Он цитирует письмо Эппа, полученное общиной уже после выхода из пустыни, в котором тот сравнивает двенадцать погибших детей с двенадцатью камнями. «Когда Иордан расступился перед Израилем при входе в землю ханаанскую, Господь повелел им в память положить двенадцать камней на место взятых из Иордана[19]. И мы, Израиль духовный, положили двенадцать камней — двенадцать тел маленьких детей, — прообразом которых стали библейские камни».
Слова чего? Утешения? «Но есть ли хоть какой-то толк в таком отношении? — вопрошал Барч. — Что это может изменить?» Знаки обозначают предметы, тени повторяют форму сущности, это понятно, но почему именно эти знаки? До конца пути не дожил ни один ребенок младше четырех лет.
Кем же был Клаас Эпп-младший, который так запросто раскладывал мир на знаки? Я держу в руках снимок, на котором он запечатлен с женой и дочерью. Зачесанные влево волосы спадают на широкую светлую бровь. Крупные уши, слегка уплощенное лицо, борода жиденькая, так что ее легко принять всего лишь за тень. Обращаю внимание на его левую руку, покоящуюся на колене: указательный и средний пальцы накрывают и слегка прижимают руку дочки, возможно, чтобы маленькая девочка стояла спокойно перед камерой, а может, чтобы привнести немного тепла в чопорный, традиционный семейный портрет. У него большие глаза. Покатые плечи.

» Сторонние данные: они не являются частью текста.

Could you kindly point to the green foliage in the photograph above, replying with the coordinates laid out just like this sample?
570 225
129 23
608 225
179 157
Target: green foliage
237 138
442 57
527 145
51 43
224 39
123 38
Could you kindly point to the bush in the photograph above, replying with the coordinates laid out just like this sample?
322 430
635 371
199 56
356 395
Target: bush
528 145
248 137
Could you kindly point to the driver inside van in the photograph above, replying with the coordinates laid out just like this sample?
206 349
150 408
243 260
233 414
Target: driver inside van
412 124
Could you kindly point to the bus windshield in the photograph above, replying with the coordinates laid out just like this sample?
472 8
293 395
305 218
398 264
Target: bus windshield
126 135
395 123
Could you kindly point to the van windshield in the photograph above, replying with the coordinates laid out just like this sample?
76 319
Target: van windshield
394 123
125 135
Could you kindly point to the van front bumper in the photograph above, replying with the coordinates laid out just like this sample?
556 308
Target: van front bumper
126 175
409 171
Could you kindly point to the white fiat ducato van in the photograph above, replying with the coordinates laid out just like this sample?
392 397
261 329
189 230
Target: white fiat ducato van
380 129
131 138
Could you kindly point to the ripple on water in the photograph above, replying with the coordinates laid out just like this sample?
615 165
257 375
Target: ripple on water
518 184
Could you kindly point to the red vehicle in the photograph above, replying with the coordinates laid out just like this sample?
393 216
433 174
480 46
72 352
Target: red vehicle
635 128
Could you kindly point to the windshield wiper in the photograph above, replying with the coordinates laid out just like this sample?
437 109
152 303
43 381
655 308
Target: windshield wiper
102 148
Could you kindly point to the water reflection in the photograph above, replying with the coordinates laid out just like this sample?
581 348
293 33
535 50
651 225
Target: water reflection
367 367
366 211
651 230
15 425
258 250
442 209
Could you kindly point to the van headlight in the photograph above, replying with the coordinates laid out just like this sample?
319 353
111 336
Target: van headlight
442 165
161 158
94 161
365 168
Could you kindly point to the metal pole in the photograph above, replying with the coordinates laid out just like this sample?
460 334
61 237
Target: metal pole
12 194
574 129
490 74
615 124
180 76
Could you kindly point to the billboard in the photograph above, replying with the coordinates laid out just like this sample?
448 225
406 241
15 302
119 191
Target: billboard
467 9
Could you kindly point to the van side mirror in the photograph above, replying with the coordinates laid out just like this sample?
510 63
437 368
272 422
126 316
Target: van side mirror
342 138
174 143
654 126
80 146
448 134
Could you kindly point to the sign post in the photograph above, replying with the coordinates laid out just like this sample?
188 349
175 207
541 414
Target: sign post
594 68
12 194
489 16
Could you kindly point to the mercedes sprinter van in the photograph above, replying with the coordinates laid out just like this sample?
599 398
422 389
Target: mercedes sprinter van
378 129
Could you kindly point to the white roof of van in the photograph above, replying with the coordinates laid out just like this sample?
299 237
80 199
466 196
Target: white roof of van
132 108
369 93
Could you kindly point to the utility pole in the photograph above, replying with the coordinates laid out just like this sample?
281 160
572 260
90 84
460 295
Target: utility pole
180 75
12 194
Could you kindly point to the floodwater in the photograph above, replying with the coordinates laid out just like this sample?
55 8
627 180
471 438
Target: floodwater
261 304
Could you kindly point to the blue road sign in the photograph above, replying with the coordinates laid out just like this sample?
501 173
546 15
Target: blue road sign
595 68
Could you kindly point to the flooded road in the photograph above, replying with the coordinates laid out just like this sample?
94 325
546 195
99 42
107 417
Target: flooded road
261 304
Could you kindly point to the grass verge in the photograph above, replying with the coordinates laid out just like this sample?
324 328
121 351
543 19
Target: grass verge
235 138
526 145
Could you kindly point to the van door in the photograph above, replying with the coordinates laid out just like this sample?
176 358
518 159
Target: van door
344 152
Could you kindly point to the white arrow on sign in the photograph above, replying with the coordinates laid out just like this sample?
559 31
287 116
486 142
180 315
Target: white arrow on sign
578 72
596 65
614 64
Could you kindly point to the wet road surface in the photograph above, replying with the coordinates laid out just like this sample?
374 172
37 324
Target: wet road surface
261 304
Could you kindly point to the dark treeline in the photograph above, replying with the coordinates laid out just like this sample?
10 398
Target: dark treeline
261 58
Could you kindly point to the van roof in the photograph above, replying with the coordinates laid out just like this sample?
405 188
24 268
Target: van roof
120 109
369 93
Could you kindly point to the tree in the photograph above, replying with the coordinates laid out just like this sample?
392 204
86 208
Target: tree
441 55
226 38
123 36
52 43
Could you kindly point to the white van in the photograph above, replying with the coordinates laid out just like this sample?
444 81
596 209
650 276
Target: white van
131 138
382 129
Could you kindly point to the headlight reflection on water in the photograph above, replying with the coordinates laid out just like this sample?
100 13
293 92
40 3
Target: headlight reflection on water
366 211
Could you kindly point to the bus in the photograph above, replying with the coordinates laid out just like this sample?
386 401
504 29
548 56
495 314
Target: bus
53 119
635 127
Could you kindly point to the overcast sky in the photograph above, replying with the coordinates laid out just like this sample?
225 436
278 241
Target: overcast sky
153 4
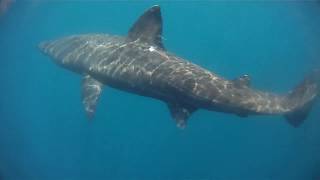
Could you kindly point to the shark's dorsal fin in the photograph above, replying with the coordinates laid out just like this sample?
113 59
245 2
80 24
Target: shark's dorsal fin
148 28
91 91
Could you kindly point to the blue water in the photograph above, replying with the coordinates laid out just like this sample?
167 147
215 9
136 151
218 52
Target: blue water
44 133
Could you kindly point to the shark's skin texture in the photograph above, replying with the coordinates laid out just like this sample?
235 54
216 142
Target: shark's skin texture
140 64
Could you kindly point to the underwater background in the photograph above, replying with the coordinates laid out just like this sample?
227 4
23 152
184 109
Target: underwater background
44 132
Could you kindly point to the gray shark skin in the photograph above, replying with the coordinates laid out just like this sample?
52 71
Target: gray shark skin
139 63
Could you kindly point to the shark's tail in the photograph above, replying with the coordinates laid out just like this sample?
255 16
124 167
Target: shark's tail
302 99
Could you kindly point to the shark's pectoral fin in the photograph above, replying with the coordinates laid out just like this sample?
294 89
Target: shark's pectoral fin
180 113
148 28
242 81
91 90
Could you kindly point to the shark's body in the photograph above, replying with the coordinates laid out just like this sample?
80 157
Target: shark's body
140 64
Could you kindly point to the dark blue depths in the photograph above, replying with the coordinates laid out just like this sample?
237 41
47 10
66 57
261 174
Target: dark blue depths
44 133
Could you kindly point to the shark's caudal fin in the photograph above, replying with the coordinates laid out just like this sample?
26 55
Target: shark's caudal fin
302 99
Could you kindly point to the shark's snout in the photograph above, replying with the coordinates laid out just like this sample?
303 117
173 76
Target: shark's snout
43 46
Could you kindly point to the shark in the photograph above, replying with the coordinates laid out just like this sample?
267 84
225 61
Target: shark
140 64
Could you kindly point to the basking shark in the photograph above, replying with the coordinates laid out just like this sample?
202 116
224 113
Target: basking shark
139 63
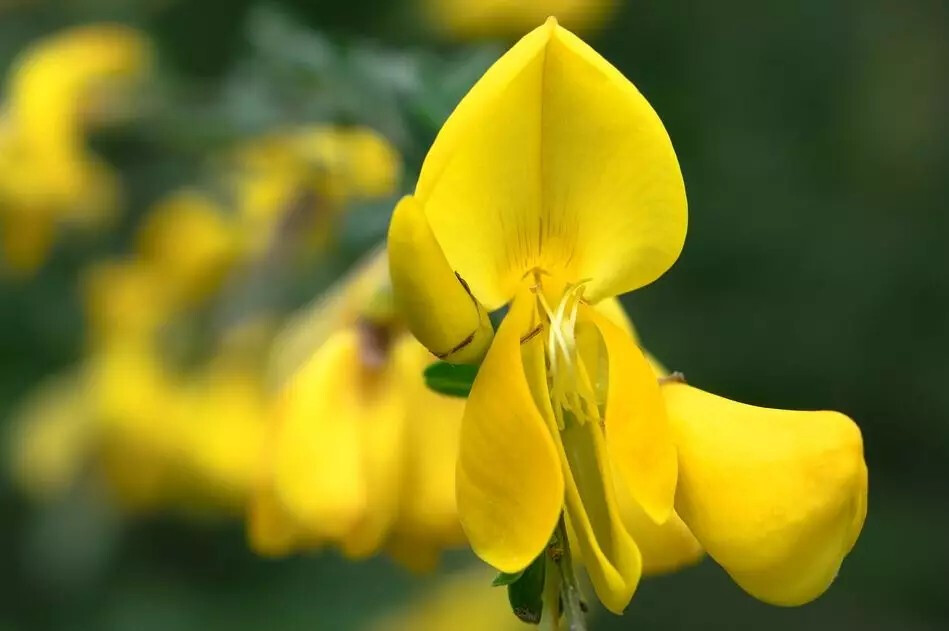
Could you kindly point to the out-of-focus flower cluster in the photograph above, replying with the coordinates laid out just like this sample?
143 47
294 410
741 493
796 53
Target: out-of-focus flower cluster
57 90
191 398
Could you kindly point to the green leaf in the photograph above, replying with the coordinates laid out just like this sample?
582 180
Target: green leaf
503 578
452 379
526 594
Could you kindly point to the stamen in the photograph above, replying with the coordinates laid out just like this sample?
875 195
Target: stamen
571 390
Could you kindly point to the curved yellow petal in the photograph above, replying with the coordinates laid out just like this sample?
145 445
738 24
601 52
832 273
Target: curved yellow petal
613 310
270 531
554 160
611 557
665 547
382 427
428 511
190 242
637 428
509 485
777 497
54 436
593 516
318 473
61 81
436 302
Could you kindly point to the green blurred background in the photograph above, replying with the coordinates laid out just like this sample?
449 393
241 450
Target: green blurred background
814 140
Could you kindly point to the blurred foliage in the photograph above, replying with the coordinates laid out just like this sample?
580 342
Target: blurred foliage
813 140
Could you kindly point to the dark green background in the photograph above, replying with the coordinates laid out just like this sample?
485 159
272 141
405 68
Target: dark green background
814 139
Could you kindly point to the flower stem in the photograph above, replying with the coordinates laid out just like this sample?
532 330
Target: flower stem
570 597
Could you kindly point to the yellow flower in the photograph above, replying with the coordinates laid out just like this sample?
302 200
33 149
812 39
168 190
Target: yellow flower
135 405
57 88
222 421
362 454
469 19
295 183
54 435
173 441
191 243
554 187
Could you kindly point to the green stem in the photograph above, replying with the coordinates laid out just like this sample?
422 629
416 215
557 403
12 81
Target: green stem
569 587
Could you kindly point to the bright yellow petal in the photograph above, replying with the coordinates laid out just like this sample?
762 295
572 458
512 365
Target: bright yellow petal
318 467
554 160
665 547
270 531
613 310
509 484
637 428
435 302
54 434
777 497
593 515
609 553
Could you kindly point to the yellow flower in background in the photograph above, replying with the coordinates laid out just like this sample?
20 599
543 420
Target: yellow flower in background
53 435
461 601
177 441
471 19
57 89
362 454
222 423
135 402
190 242
295 183
554 187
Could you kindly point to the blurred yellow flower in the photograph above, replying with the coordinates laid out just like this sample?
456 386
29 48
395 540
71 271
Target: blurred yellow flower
461 601
553 187
471 19
57 89
177 441
191 243
53 434
293 184
134 401
362 453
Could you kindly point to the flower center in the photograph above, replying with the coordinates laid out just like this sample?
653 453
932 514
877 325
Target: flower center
572 394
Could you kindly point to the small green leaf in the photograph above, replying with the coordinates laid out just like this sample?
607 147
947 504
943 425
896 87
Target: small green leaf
503 578
452 379
526 594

Черный галстук. В объектив смотрит только жена, но ее лицо непроницаемо. Примерно в то же время, когда была сделана фотография, Эпп разъезжал на своем холеном коне по меннонитским селениям в России и распространял экземпляры своего труда «Разгаданное пророчество пророка Даниила и толкование Откровения об Иисусе Христе». Входил в дома со своим атласом. Говорил о жене, облеченной в солнце, Наполеоне-Антихристе и испытаниях последних дней. Фотография искушает меня посмотреть на прошлое с высоты знания будущего, разглядеть бледный свет пророчества в его неподвижном серьезном взгляде, прочесть в изгибе безусых губ честолюбивый порыв богатого, успешного человека, открывшего в себе духовное призвание. Как торопил он своих последователей покинуть Россию! Он был не единственным проповедником, ратовавшим за переселение на Восток, но первым, кого люди послушались. В изгибе его руки мне хочется уловить алчность. Что-нибудь пугающее или тревожное во взгляде. Но это потому, что я знаю, как развивались события.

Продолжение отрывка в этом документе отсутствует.